There is another type of model we can build, which is packaging model. Let's explain why we might want to do packaging. For this I want to have a product which is unstable. To illustrate it, I'm going to push the temperature back up to 50 degrees. What you see now is this impurity after about 50 or 60 days goes through the specification limit, so we no longer have a viable product. Imagine, I know in this instance I pushed the temperature to 50, but imagine this is a normal storage condition. We then have to think about what we can do. Well, we can introduce packaging. The role of packaging is to drive down the humidity.
As I push the humidity down, you see the profile for the time profile becomes flat. In fact, as I push it down, I also reduce the sensitivity to temperature. Here I've got a relative humidity of 20%, which I can achieve in a controlled environment when I do my packaging. I put the tablets into the bottle, seal the bottle at 20%. Now, I don't need a packaging model to do that, I just put the tablets in the bottle. But what happens over time is the humidity in the bottle increases. Now this is fascinating. You think the bottle is pretty solid, but moisture is permeating through the side of that bottle, and we can model that permeation. It's a really interesting piece of physics.

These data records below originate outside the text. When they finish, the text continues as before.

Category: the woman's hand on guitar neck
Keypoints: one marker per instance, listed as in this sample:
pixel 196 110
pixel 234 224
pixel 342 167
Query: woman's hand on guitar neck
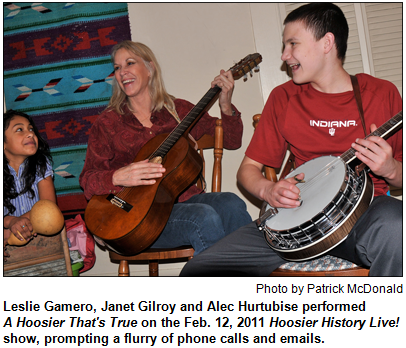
pixel 285 193
pixel 138 173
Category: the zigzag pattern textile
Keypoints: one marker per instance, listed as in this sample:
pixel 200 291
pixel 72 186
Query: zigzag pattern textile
pixel 57 69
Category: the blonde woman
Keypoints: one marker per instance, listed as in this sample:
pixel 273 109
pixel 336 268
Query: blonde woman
pixel 140 109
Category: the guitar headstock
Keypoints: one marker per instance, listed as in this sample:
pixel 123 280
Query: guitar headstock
pixel 246 65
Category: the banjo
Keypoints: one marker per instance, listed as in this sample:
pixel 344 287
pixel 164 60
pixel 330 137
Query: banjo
pixel 334 195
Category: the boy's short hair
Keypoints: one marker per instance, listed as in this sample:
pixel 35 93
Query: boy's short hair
pixel 322 18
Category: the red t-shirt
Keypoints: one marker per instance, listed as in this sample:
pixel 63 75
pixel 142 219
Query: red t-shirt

We can slow that down by adding desiccant, and we can model the effects of desiccant. With the models we can do what if analysis based on the quantity of desiccant that we put in. That's why we're interested in the packaging model. But it's very niche, it's very spacious, it's great fun, it's interest in physics and maths. But to keep this taught to broad audience, I'm going to focus on the kinetic models. Even if we're doing the packaging, the packaging model is no use unless we understand this dependency on the humidity. I'm going to focus my attention on these kinetic models. One of the things I also want to do is to address the challenges that occur when we build these models. Not so much the building, but model selection.
I think the model selection challenge is very unique to accelerated stability studies. The JSL application is going to help me do that. But before I look at the application itself, I want you to understand some of the mechanics of how we build these models natively using JMP functionality. I'm going to introduce to you what I think is probably the simplest model that I could build for these data. I have a formula here for the model. This formula is based on an Arrhenius equation. Effectively, we have an exponential term for temperature and a term for time, and we also have a component for relative humidity. We've extended the Arrhenius equation to include moisture. Now I can show you how this formula performs.
If I unhide this column, then this is what the formula is predicting for my impurity, and it's not doing a good job. It predicts 10%, the actual value is 2.5%. What's going on there? Well, if I look at the formula again, then you're going to be familiar with the idea that when you create a formula, it's an expression based on different column variables. But you may or may not be familiar with the idea that you can add parameters. I can add a parameter, give it a name, and give it a value. Now, this formula has got three parameters, and each of those parameters have got a number which has been arbitrarily assigned. That's not what I want to do. What I want to do is choose optimal values for those parameters.
I do that by fitting the model to my data. That process is achieved using the nonlinear platform in JMP. I'm going to take a closer look at the nonlinear platform. I first of all assign the model to my prediction formula, and the impurity to my response. This gives me a window where it says, click go to start. Before I click the go button, let me just explain what's going on. We have these parameters, and I've given initial values to them. What I want to do is optimize those values. When I click Go, it applies a Gauss-Newton algorithm, which seeks to choose values that minimize an error sum of squares. Similar concept to least squares regression. If you prefer, you can convert this into a root-mean-square error of about 2. That's my final model.
Next, I can ask the question, well, is that the best I can do? Well, it'd be nice to have a second model that I can compare against, and we can build much more complex models than the one I've shown you. Let me illustrate a more complex model, and it looks like this. It's more complex in the sense it has more parameters associated with it, and those are associated with a more complex expression. I'm not going to go into the details with expression. I want to focus on the mechanics of fitting this model. Because what you're going to find is if you click Go, it fails. I want to look at some of the reasons, some of the challenges of building these models. It's telling me to click Go again. Click Go again, it still fails. It's not really helping me.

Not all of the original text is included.